One of the firms I had advised in their troubles were assemblers of electronic equipment. Since they had in fact reorganised themselves from top to bottom and were now delighting their shareholders, I rang up their chief executive and asked for help for myself.
Urgently, I said. In fact, today. And it was half past three already.
A sharp 'phew' followed by some tongue clicking, and the offer came. If I would drive towards Coventry, their Mr Wallis would meet me at Kettering. He would bring what I wanted with him, and explain how I was to install it, and would that do?
It would do very well indeed, I said: and did the chief executive happen to be in need of half a racehorse?
He laughed. On the salary cut I had persuaded him to take? I must be joking, he said.
Our Mr Wallis, all of nineteen, met me in a business-like truck and blinded me with science. He repeated the instructions clearly and twice, and then obviously doubted whether I could carry them out. To him the vagaries of the photoelectric effect were home ground, but he also realised that to the average fool they were not. He went over it again to make sure I understood.
'What is your position with the firm?' I asked in the end.

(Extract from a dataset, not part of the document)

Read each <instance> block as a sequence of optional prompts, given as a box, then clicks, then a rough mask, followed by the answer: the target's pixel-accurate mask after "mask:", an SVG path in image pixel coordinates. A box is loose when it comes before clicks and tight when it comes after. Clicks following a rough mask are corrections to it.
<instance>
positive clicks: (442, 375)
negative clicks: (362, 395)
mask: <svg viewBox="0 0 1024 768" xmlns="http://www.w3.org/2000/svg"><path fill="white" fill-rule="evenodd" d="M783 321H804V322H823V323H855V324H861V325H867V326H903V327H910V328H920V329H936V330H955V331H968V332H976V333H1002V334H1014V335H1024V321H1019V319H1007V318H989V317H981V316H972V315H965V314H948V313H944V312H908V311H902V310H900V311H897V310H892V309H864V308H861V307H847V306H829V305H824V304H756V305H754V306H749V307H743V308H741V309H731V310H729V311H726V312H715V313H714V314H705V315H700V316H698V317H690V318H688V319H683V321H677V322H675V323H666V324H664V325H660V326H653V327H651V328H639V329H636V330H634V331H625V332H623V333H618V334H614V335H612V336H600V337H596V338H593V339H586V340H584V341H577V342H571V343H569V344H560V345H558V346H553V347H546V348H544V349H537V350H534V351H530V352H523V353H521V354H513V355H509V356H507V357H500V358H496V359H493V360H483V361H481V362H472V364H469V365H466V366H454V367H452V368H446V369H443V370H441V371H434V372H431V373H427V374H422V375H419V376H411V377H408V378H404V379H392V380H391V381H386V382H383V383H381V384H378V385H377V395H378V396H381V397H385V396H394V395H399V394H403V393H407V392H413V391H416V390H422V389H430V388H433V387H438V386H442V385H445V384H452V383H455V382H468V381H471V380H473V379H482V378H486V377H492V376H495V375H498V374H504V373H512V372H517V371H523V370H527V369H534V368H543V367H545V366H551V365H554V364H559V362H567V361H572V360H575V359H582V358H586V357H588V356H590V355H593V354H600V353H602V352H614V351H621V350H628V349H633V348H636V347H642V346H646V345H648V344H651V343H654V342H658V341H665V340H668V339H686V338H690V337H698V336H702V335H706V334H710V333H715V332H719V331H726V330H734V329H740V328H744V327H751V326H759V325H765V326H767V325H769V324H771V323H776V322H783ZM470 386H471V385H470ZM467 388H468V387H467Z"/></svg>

'Deputy Sales Manager,' he said happily, 'And they tell me I have you to thank.'
I quite easily, after the lecture, installed the early warning system at Rowley Lodge: basically a photoelectric cell linked to an alarm buzzer. After dark, when everything was quiet, I hid the necessary ultra-violet light source in the flowering plant in a tub which stood against the end wall of the four outside boxes, and the cell itself I camouflaged in a rose bush outside the office window. The cable from this led through the office window, across the lobby and into the owners' room, with a switch box handy to the sofa.